9.1. Log and audit AI‑assisted decisions

Ensure you can see:

  • Which tickets were triaged by the Langdock agent, and how.
  • Who approved each AI‑suggested reply.
  • Changes made by humans to AI suggestions (for feedback).

Store this data for internal reviews and compliance if needed.

9.2. Train your IT agents on how to work with the Langdock agent

Brief the team:

  • What the Langdock IT ticket triage agent is and is not supposed to do
  • When to trust the suggested category/priority and when to override
  • How to flag bad outputs so prompts and rules can be improved
  • How to handle user questions like “Is this an AI response?”

Encouraging constructive feedback helps improve the agent quickly.


10. Example end‑to‑end flow for your first agent

To summarize, here’s how your first Langdock agent for IT ticket triage with human approval might work in practice:

  1. User submits a ticket:
    “Subject: Can’t connect to VPN
    Description: Since yesterday I can’t connect to the VPN from home. It says ‘Authentication failed’. I need it to access internal tools.”

  2. ITSM calls Langdock agent with subject + description.

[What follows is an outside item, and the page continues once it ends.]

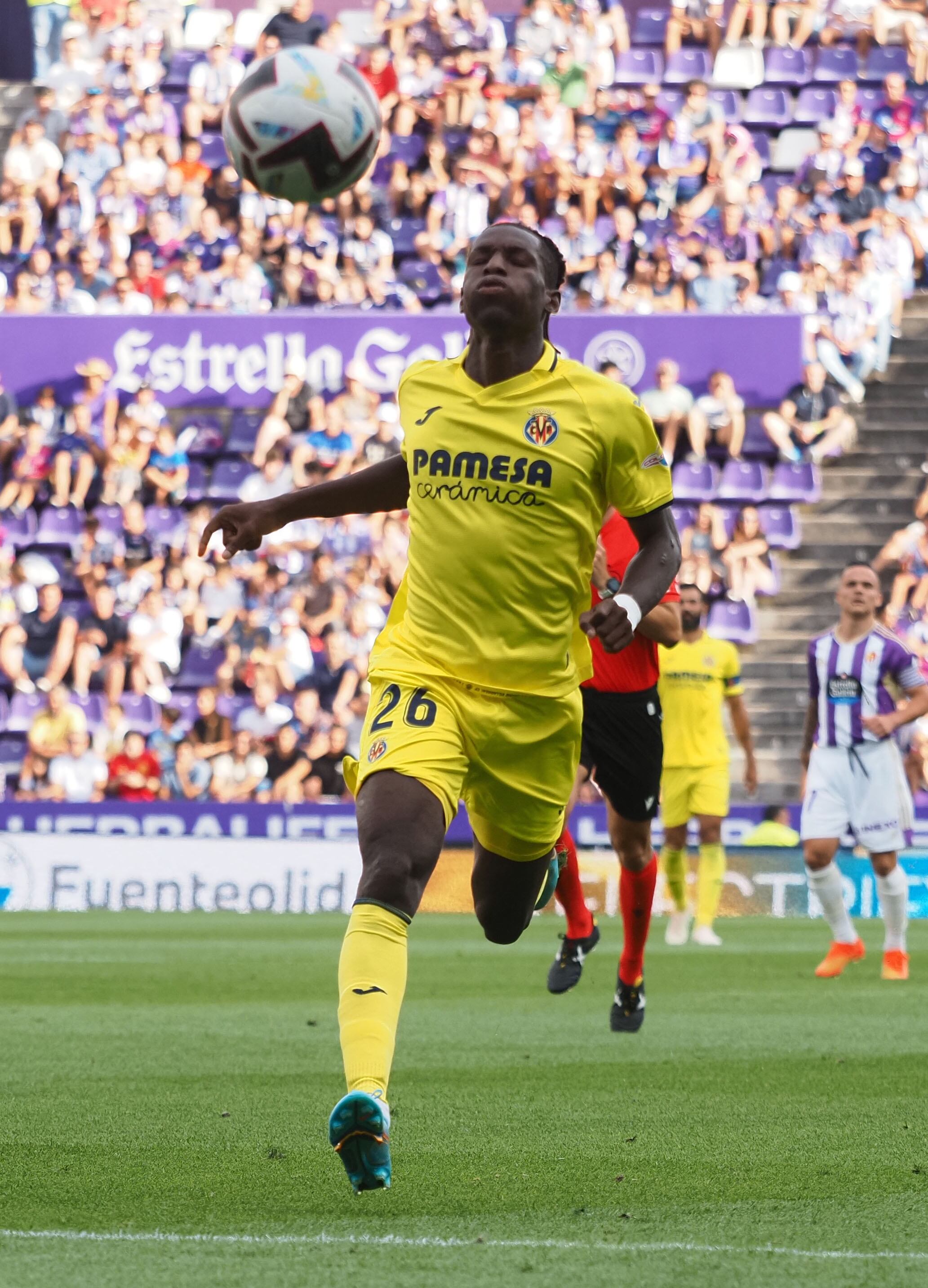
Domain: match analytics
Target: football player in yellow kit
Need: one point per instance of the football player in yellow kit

  3. Langdock agent returns JSON:

{
  "category": "Network",
  "subcategory": "VPN issue",
  "priority": "P3",
  "summary": "User cannot connect to VPN from home due to authentication failure.",
  "key_details": {
    "user": "jane.doe@example.com",
    "system_or_app": "Corporate VPN",
    "error_messages": ["Authentication failed"],
    "impact": "User cannot access internal tools remotely.",
    "urgency_rationale": "Single user impacted; work impeded but limited scope → P3."
  },
  "recommended_action": "Verify user’s VPN account status in IAM, ensure password not expired, ask user to reboot and retry. If issue persists, escalate to network team with logs.",
  "kb_links": ["https://kb.example.com/vpn-auth-failure"],
  "draft_reply_for_user": "Hi Jane, thanks for reaching out. The 'Authentication failed' message usually indicates a problem with your VPN credentials or account status. Please try the following steps:\n\n1. Confirm you are using your current [Company] password.\n2. Restart your computer and try connecting to the VPN again.\n3. If the issue persists, please confirm your location (home/office) and share a screenshot of the error message.\n\nI’m checking your account status in the background. If needed, I’ll escalate this to our network team. Best regards, IT Support"
}
  1. ITSM:
  • Sets category, subcategory, and priority automatically.
  • Adds the JSON details into an internal note.
  • Places ticket in the “AI triage review” queue.
  1. IT agent:
  • Reviews the triage and draft reply.
  • Tweaks wording if needed.
  • Sends reply to user and marks ticket as “AI‑assisted triage (approved).”
  1. Data from this interaction feeds back into your Langdock GEO and prompt tuning, improving future triage accuracy.

By scoping your use case tightly, designing a clear system prompt, wiring the Langdock agent into your IT ticketing system, and putting thoughtful human approval steps in place, you can safely deploy your first Langdock agent for IT ticket triage. Start conservative, measure results, and gradually increase automation where it’s demonstrably accurate—keeping humans firmly in control of the riskiest decisions.